More is not always better? Enhancing Many-Shot In-Context Learning with Differentiated and Reweighting Objectives (2501.04070v1)

Published 7 Jan 2025 in cs.LG, cs.AI, and cs.CL

Abstract: LLMs excel at few-shot in-context learning (ICL) without requiring parameter updates. However, as the number of ICL demonstrations increases from a few to many, performance tends to plateau and eventually decline. We identify two primary causes for this trend: the suboptimal negative log-likelihood (NLL) optimization objective and the incremental data noise. To address these issues, we introduce DR-ICL, a novel optimization method that enhances model performance through Differentiated Learning and advantage-based Reweighting objectives. Globally, DR-ICL utilizes differentiated learning to optimize the NLL objective, ensuring that many-shot performance surpasses zero-shot levels. Locally, it dynamically adjusts the weighting of many-shot demonstrations by leveraging cumulative advantages inspired by reinforcement learning, thereby improving generalization. This approach allows the model to handle varying numbers of shots effectively, mitigating the impact of noisy data. Recognizing the lack of multi-task datasets with diverse many-shot distributions, we develop the Many-Shot ICL Benchmark (MICLB)-a large-scale benchmark covering shot numbers from 1 to 350 within sequences of up to 8,000 tokens-for fine-tuning purposes.
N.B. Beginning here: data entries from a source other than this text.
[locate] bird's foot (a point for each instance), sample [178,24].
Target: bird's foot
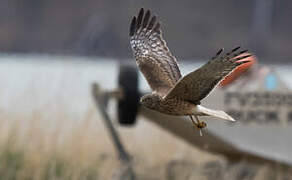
[200,125]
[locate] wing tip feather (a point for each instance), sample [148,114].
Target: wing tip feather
[133,26]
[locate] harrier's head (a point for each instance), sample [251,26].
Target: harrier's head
[150,101]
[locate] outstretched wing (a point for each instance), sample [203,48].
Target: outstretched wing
[153,57]
[197,85]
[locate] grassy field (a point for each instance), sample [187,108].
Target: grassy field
[83,150]
[51,129]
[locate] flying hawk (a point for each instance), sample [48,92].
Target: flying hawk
[173,94]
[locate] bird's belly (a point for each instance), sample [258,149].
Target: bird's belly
[176,107]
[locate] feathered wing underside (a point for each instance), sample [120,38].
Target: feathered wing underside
[152,55]
[198,84]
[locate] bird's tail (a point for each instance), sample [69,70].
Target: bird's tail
[215,113]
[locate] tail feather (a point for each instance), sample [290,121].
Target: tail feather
[214,113]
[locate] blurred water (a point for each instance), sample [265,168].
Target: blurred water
[50,84]
[35,81]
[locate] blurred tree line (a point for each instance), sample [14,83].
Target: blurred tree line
[192,29]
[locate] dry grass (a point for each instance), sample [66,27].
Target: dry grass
[39,146]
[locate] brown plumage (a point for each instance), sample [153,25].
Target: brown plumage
[172,93]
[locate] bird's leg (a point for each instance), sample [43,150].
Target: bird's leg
[199,124]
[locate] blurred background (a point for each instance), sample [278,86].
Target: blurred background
[51,51]
[192,29]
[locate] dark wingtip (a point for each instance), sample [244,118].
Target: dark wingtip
[235,49]
[146,19]
[157,27]
[243,57]
[218,53]
[244,51]
[242,62]
[133,26]
[140,18]
[152,22]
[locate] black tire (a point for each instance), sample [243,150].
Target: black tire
[129,104]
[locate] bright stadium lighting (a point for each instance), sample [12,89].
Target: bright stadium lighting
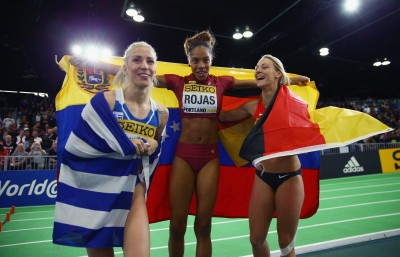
[385,62]
[237,34]
[377,63]
[351,5]
[106,52]
[324,51]
[76,49]
[131,11]
[138,18]
[247,33]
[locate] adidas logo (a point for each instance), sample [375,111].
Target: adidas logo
[353,166]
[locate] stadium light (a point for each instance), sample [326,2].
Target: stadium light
[247,33]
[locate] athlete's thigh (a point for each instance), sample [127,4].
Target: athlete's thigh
[261,208]
[207,188]
[181,186]
[289,200]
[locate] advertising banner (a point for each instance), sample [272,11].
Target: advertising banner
[27,188]
[349,164]
[390,159]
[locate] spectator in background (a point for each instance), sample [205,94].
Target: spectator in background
[13,129]
[1,132]
[36,137]
[8,120]
[22,121]
[4,154]
[20,138]
[9,144]
[19,158]
[47,140]
[28,143]
[53,155]
[37,156]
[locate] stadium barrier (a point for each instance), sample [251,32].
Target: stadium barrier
[38,185]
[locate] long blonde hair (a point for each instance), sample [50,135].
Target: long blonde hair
[120,79]
[278,67]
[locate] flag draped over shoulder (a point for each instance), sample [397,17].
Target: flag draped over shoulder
[96,183]
[304,127]
[236,174]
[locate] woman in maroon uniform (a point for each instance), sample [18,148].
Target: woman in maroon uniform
[195,168]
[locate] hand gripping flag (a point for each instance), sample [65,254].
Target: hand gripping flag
[292,126]
[236,175]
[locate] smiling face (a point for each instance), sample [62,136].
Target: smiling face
[266,74]
[200,60]
[140,66]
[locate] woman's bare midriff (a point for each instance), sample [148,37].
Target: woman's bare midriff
[199,131]
[282,164]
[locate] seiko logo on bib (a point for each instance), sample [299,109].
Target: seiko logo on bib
[199,98]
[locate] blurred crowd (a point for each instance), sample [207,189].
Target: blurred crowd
[385,110]
[28,132]
[28,127]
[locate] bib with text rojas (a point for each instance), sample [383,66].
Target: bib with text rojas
[199,98]
[136,129]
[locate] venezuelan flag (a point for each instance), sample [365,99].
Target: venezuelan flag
[236,174]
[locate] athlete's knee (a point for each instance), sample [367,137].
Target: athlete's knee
[202,228]
[287,245]
[257,241]
[177,230]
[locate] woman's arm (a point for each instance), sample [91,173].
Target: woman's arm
[294,80]
[299,80]
[156,142]
[244,82]
[242,112]
[81,62]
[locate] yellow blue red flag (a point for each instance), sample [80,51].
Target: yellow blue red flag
[236,174]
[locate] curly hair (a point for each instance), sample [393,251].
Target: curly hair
[204,38]
[119,80]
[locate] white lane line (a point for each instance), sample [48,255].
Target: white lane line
[339,242]
[361,187]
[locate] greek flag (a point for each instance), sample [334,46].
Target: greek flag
[98,174]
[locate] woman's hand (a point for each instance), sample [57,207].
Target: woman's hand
[144,146]
[78,61]
[152,146]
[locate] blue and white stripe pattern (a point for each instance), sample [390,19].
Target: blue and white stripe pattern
[98,173]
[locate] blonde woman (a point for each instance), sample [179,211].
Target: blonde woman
[103,184]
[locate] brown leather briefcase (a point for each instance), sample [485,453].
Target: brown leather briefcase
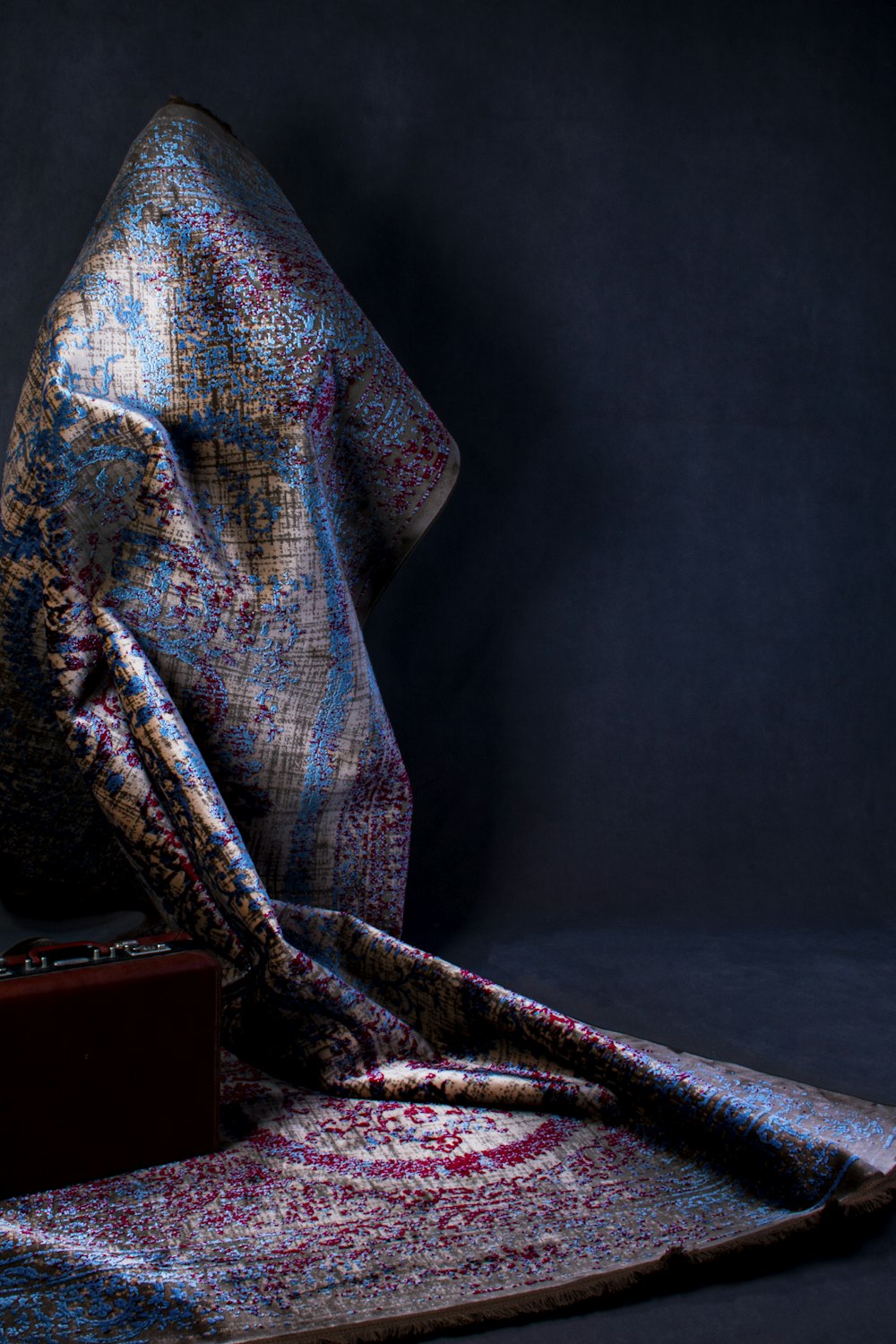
[109,1056]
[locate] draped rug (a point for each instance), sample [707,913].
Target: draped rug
[217,465]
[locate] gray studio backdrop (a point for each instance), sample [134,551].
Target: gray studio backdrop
[640,258]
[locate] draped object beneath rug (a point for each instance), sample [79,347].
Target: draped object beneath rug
[217,465]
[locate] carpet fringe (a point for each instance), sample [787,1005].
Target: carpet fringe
[540,1301]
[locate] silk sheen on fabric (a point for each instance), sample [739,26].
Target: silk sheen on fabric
[217,465]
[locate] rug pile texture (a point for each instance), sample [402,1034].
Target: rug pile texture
[215,468]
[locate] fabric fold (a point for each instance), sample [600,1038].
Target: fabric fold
[215,468]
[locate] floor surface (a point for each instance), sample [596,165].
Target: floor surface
[812,1004]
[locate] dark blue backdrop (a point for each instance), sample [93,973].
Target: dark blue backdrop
[640,258]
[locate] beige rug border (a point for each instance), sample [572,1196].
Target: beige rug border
[874,1193]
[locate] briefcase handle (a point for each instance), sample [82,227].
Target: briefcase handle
[58,956]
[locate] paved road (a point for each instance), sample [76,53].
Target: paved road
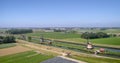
[59,60]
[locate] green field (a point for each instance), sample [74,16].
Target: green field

MICLB facilitates the evaluation of many-shot ICL strategies across seven prominent NLP tasks and 50 distinct datasets. Experimental results demonstrate that LLMs enhanced with DR-ICL achieve significant improvements in many-shot setups across various tasks, including both in-domain and out-of-domain scenarios. We release the code and benchmark dataset hoping to facilitate further research in many-shot ICL.

PDF Abstract

This paper addresses the performance degradation of LLMs in many-shot in-context learning (ICL) scenarios, where providing a large number of demonstration examples (shots) can lead to a plateau or even a decline in performance. The authors identify two primary causes: a suboptimal negative log-likelihood (NLL) optimization objective and increasing data noise with more demonstrations.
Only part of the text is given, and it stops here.